RuntimeError – If url is None.
Examples
>>> url = 'https://mindspore-website.obs.myhuaweicloud.com/notebook/datasets/aclImdb_v1.tar.gz' >>> cache_path = http_get(url) >>> print(cache_path) ('{home}\.text', '{home}\aclImdb_v1.tar.gz')
- mindnlp.utils.download.match_file(filename: str, cache_dir: str) str[source]
If there is the file in cache_dir, return the path; otherwise, return empty string or error.
- Parameters:
filename (str) – The name of the required file.
cache_dir (str) – The path of save the file.
- Returns:
str, If there is the file in cache_dir, return filename; if there is no such file, return empty string ‘’; if there are two or more matching file, report an error.
- Raises:
TypeError – If filename is not a string.
TypeError – If cache_dir is not a string.
RuntimeError – If filename is None.
RuntimeError – If cache_dir is None.
Examples
>>> name = 'aclImdb_v1.tar.gz' >>> path = get_cache_path() >>> match_file_result = match_file(name, path)
- mindnlp.utils.download.try_to_load_from_cache(filename: str, cache_dir: Optional[Union[str, Path]] = None) Optional[str][source]
Explores the cache to return the latest cached file for a given revision if found.
This function will not raise any exception if the file in not cached.
- Parameters:
cache_dir (str or os.PathLike) – The folder where the cached files lie.

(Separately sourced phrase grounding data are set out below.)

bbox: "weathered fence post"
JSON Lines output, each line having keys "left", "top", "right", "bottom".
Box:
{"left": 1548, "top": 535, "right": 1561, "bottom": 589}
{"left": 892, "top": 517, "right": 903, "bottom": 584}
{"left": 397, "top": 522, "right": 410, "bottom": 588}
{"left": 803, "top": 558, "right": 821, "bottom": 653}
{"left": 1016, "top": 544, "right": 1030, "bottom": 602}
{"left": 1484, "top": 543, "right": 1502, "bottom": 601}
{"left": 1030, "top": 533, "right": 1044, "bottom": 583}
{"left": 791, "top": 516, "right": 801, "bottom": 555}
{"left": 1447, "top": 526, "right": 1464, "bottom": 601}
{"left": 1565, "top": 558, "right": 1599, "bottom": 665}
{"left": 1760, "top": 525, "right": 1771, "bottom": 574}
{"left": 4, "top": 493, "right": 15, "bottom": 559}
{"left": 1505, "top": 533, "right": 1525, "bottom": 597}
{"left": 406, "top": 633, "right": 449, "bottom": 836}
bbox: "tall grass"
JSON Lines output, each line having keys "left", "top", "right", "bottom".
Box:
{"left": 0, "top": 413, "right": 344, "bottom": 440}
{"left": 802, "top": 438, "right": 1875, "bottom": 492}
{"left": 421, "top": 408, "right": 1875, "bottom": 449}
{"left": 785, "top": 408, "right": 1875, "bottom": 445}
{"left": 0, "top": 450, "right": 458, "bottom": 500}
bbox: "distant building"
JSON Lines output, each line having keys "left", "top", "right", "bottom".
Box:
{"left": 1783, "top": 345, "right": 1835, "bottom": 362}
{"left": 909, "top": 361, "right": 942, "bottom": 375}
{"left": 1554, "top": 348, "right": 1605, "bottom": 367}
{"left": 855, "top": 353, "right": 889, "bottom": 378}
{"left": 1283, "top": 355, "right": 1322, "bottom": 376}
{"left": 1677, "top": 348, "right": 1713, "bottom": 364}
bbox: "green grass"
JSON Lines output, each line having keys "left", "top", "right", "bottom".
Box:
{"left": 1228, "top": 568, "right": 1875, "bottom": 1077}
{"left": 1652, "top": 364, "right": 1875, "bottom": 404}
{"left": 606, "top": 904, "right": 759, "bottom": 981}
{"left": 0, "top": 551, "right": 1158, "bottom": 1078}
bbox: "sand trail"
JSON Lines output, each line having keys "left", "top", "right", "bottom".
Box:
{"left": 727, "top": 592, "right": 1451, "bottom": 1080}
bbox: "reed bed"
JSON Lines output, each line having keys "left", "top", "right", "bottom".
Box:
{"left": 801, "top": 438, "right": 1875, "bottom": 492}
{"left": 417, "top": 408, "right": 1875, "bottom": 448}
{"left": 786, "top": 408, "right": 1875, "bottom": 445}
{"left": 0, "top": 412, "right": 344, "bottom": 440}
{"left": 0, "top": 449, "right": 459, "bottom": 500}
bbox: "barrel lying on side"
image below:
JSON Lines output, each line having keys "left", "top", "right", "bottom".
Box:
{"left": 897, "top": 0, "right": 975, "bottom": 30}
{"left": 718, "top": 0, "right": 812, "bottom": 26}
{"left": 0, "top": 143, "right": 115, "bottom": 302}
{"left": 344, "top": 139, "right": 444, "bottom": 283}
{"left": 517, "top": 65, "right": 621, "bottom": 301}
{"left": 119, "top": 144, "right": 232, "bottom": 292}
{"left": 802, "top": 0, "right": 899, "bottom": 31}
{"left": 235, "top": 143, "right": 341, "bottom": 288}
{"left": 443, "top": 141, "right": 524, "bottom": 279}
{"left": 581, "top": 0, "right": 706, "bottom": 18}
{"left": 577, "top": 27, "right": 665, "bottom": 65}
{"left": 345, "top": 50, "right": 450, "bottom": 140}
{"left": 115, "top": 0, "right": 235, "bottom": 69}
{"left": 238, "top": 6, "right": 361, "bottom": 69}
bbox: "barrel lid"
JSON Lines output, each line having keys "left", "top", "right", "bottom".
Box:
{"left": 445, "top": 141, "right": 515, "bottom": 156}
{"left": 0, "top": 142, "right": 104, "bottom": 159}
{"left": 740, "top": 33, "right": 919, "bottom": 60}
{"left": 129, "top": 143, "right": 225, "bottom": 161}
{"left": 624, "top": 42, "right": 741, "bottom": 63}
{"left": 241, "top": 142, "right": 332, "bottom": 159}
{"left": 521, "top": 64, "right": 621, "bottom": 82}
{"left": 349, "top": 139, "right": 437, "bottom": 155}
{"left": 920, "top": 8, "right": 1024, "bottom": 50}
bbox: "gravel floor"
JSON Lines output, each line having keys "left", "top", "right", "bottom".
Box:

filename (str) – The filename to look for inside repo_id.
- Returns:
Will return None if the file was not cached. Otherwise: - The exact path to the cached file if it’s found in the cache - A special value _CACHED_NO_EXIST if the file does not exist at the given commit hash and this fact was
cached.
- Return type:
Optional[str] or _CACHED_NO_EXIST